During the pandemic, I had the experience of being in perimenopause and then menopause and also battling a pretty severe depression after the death of several close family members. I was also working in a public facing, healthcare-adjacent, “essential worker” human services role. Already stretched by my own bodily changes and actively grieving, absorbing the pain of others during that time took a toll. That said, I count myself so lucky that I had access to care, a loving partner, somewhere to live, etc. All the “things” that give me the luxury of sitting with my phone with a full stomach and a pet at my side, commenting to your post.

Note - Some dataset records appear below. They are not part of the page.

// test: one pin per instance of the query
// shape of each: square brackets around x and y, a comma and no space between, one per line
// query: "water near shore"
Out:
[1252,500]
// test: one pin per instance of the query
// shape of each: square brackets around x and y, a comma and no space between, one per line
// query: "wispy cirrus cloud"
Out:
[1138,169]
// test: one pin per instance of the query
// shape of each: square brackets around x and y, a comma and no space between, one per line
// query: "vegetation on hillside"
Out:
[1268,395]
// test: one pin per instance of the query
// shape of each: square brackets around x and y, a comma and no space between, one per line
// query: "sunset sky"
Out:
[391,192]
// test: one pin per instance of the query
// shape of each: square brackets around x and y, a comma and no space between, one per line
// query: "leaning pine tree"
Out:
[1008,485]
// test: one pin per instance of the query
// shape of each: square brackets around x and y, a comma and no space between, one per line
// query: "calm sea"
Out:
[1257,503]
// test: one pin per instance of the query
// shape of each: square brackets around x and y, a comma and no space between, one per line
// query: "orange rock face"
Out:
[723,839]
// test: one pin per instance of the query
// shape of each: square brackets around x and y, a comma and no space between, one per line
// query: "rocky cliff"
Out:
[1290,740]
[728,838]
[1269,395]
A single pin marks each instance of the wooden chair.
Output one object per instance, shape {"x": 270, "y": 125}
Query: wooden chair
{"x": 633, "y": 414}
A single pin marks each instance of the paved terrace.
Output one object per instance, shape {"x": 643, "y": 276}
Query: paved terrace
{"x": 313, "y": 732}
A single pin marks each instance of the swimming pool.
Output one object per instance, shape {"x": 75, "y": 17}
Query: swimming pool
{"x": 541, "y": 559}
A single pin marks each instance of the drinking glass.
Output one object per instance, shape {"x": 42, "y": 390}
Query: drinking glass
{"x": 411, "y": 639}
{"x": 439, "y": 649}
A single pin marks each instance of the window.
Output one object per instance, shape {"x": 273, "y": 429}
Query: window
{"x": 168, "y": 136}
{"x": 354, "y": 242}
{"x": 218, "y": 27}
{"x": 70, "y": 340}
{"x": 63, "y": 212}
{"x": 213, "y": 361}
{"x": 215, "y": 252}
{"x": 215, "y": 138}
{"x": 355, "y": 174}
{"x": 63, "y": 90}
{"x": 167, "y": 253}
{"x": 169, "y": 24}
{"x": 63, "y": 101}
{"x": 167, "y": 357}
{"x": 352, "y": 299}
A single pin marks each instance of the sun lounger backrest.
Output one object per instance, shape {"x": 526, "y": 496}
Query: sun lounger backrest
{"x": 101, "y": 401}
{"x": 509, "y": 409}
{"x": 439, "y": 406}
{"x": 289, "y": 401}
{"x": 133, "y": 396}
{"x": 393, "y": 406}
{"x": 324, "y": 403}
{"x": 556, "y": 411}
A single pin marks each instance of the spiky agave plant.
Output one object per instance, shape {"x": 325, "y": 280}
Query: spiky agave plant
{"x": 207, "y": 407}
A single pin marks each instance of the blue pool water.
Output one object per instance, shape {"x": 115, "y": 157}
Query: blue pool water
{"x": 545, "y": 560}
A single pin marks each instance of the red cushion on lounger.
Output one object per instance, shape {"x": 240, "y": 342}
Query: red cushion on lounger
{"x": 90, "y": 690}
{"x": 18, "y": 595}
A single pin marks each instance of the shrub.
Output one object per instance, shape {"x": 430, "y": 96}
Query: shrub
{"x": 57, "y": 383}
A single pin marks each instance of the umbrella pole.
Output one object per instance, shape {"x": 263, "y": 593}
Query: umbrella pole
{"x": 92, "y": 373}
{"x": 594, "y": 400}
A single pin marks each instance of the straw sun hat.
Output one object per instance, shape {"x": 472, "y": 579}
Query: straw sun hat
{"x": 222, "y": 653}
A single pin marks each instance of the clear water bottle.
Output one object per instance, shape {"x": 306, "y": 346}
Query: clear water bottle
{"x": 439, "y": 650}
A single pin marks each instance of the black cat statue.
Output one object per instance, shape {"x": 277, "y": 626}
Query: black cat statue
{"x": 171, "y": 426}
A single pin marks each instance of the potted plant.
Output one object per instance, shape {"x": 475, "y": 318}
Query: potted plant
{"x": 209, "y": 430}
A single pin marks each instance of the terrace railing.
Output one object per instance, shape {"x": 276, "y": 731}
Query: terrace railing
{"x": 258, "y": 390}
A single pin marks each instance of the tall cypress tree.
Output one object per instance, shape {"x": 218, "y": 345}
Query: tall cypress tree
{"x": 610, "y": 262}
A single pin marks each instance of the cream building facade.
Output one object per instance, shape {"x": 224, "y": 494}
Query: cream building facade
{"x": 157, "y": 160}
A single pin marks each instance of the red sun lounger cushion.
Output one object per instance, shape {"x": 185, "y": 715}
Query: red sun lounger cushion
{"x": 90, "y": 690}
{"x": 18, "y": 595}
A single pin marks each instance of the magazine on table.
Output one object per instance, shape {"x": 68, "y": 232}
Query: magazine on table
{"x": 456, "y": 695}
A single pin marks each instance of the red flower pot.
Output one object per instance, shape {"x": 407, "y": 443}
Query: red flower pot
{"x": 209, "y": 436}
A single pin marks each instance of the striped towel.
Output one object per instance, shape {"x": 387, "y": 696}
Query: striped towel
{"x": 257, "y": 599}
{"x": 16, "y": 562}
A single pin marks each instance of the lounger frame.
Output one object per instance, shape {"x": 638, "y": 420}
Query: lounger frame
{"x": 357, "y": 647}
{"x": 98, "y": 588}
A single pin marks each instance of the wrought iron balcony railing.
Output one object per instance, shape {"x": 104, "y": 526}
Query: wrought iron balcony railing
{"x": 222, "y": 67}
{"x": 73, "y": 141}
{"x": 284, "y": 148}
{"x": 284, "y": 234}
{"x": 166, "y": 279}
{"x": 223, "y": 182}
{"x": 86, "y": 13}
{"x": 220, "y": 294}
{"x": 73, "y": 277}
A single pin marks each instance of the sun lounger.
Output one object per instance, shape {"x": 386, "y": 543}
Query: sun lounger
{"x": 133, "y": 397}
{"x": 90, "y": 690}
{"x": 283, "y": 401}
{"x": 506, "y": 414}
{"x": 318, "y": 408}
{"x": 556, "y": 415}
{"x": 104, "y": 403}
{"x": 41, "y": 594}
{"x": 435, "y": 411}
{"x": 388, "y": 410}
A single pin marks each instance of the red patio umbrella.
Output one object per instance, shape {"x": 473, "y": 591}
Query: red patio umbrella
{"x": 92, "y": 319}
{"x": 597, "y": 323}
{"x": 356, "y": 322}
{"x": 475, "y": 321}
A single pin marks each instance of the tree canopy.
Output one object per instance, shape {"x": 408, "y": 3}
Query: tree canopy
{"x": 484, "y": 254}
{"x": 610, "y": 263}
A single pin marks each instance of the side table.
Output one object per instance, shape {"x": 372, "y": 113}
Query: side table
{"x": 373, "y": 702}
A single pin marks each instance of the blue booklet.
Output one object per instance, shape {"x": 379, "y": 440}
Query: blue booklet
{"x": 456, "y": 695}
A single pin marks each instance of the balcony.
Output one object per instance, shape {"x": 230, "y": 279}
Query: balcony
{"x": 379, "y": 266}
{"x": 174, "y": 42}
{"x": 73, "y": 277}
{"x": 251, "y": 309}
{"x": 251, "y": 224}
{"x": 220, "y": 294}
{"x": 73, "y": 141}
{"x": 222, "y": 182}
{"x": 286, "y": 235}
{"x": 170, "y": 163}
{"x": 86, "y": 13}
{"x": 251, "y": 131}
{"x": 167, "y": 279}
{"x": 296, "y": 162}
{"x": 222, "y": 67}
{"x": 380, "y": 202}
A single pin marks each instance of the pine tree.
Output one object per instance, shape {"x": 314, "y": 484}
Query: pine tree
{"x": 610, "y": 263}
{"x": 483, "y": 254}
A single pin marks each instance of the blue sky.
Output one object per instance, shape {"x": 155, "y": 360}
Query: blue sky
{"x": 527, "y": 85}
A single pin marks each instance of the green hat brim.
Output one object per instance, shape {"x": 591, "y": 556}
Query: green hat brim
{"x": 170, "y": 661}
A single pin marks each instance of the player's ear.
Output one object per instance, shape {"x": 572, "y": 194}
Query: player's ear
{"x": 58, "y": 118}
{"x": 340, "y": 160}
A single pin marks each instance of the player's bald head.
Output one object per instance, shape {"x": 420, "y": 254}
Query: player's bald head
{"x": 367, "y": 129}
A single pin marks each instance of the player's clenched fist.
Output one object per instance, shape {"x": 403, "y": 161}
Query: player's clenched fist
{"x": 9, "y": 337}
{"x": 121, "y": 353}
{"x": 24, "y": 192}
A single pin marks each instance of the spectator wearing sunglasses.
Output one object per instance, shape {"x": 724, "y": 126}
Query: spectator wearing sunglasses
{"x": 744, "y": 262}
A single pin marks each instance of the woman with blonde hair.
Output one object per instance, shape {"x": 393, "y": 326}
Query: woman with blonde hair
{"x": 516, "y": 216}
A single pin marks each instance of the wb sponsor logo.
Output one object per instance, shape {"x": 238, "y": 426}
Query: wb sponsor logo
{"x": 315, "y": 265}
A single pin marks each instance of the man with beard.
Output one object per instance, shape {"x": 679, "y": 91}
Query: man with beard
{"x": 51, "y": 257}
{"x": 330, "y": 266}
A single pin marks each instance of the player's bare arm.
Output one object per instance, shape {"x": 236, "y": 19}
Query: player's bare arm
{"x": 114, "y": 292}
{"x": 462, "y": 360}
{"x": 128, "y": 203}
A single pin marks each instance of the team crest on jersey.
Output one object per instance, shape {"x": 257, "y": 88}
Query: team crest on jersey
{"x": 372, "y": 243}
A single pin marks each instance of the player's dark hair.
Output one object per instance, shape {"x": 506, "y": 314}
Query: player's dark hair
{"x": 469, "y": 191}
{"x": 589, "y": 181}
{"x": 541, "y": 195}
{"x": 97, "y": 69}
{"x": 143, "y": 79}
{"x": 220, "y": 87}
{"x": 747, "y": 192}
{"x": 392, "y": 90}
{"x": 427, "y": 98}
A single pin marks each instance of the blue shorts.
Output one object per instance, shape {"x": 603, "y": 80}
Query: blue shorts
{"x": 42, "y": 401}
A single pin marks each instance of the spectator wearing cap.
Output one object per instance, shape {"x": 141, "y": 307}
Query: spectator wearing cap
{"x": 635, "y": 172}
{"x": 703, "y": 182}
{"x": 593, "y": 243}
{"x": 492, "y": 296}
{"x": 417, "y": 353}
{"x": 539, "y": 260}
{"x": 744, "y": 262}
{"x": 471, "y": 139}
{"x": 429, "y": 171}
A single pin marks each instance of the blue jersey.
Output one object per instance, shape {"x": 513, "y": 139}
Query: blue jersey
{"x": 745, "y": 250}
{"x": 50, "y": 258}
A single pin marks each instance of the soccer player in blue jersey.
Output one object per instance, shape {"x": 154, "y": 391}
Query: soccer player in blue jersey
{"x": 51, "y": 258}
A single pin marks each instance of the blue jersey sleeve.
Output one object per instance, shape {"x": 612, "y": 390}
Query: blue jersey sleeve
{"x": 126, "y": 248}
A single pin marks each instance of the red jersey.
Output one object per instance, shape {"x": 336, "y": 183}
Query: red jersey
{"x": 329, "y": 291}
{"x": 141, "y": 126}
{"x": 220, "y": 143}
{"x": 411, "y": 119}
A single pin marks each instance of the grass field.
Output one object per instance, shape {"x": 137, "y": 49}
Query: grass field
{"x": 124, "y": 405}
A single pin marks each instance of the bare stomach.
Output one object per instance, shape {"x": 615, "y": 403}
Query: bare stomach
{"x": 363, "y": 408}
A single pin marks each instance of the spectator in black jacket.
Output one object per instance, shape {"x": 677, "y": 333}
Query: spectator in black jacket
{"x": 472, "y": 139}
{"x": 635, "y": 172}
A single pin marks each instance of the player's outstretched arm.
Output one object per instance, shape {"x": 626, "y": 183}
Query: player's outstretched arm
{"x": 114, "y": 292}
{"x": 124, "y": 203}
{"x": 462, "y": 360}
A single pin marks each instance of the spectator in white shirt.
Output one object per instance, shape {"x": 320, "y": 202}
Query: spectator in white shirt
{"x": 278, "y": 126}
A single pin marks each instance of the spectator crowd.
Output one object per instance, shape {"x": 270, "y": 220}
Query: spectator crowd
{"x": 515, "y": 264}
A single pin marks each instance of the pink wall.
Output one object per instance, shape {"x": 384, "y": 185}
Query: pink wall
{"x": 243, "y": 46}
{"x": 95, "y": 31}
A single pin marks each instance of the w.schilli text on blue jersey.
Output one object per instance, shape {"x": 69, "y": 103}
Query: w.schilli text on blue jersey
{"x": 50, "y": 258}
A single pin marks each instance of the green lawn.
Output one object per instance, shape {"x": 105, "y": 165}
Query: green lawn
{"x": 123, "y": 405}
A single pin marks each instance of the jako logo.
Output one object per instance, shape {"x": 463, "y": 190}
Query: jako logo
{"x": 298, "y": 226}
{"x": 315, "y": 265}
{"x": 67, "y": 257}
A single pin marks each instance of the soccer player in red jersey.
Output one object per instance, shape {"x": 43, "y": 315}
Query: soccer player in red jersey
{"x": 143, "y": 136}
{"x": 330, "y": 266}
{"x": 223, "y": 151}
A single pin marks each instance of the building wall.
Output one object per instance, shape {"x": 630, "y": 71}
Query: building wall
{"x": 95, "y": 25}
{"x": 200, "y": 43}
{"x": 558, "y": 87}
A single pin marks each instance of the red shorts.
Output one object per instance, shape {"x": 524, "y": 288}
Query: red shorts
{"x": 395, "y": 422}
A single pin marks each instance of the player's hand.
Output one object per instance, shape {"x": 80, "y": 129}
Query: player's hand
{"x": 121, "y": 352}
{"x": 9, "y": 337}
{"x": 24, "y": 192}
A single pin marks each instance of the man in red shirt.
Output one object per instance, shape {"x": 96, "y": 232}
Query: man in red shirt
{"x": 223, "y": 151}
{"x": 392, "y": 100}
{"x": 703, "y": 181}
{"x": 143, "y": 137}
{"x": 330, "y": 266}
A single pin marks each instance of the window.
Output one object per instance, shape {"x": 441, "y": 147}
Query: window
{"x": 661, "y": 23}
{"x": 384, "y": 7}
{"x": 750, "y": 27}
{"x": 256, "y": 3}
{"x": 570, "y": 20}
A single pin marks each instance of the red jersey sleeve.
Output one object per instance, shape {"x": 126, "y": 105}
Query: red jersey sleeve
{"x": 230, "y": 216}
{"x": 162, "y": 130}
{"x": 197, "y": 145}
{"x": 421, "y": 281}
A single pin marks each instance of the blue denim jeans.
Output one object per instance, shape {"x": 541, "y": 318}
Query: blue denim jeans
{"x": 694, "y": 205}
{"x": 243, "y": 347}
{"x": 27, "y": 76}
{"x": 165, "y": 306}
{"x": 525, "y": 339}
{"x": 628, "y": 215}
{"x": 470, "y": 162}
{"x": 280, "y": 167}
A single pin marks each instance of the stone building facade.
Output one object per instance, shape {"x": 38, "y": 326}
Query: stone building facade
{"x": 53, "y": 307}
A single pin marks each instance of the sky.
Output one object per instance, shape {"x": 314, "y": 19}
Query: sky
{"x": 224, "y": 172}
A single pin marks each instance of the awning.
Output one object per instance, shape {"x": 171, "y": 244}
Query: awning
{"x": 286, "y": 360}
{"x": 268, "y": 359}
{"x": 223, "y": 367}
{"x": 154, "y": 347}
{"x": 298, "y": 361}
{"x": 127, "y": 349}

I want you to know how much your newsletter helped me through that time. I also wanted to see if what I am experiencing now is something you see in your patients. Although most of the time I feel like I’ve adjusted to this new way of living, I have times when I feel an uncharacteristic level of health anxiety- for me, for my loved ones- where I blow a symptom out of proportion and think the worst case scenario or when I become just effing freaked out. It almost feels like a trauma trigger- the sense of helplessness and fear just washes back over me. I’m getting help for this... and control was ALWAYS an illusion, but the pandemic seems to have created a little bit of a raw nerve here for me. Are you seeing this in others? And if so, could you perhaps post something for us that lets know we aren’t alone?
Thank you again for everything you do, and have done. Your public service means so much to so many of us! ❤️
Back in the bad old days of the AIDS pandemic, we used to do a lot of peer education on the topic of relative risk and risk tolerances in the context of risk reduction. It’s relevant with Covid too.